Legislation establishes more parks and conservancies

Ministry of Environment: 276,000 hectares set aside for conservation

  • Feb. 16, 2013 10:00 a.m.

VICTORIA – Nearly 276, 000 hectares was added to the BC Parks system through legislation introduced on Feb. 14, announced Environment Minister Terry Lake.

Bill 5 – the Protected Areas of British Columbia Amendment Act, 2013 adds new parks and conservancies and expands the Mount Maxwell ecological reserve, which is home to the rare Coastal Douglas-fir ecosystem.

It entrenches in law protected area recommendations reached through multi-stakeholder and public land-use planning processes, as well as government-to-government agreements with First Nations, while at the same time supporting economic development.

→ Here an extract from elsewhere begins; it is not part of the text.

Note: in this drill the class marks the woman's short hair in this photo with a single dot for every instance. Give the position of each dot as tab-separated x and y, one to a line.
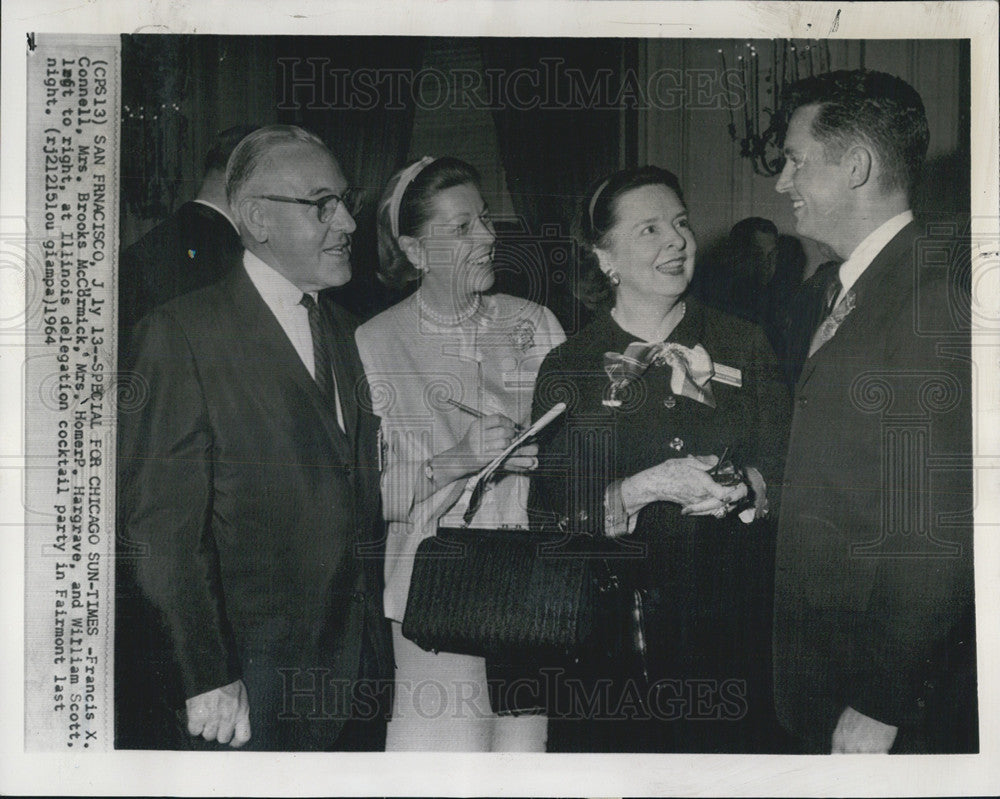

“The B.C. government has been establishing parks and protected areas for more than a century,” said Lake. “Through this legislation we are helping to protect our environment, including spawning habitat for sockeye salmon and a unique mineral source used by mountain caribou and other wildlife, which is the result of an extensive land-use planning process we have undertaken with First Nations, stakeholders and the public.”

Central to the legislation is the Cariboo-Chilcotin Land-Use Plan Goal 2 process related to special natural, cultural and recreational features which results in the establishment of 17 new Class A parks and additions to five existing Class A parks in the region.

The establishment of the Ne’áh’ and Hanna-Tintina conservancies in the northwest of the province also are hallmarks of the bill while private land acquisitions result in two new parks; Denman Island Park and Gerald Island Park.

Support for economic development projects, including a key BC Hydro upgrade that is expected to generate two thousand person years of employment over five years on Vancouver Island and a proposed corrections facility in the Interior is also facilitated by Bill 5.

B.C.’s total provincial protected areas system is 13,986,106 hectares – the third-largest in North America (after the Canadian and the U.S. national park systems) and the largest provincial/territorial parks system in Canada.

Class A parks provide the highest level of protection of recreation and conservation values of all parks. Conservancies explicitly recognize the importance of the area to First Nations for social, ceremonial and cultural uses.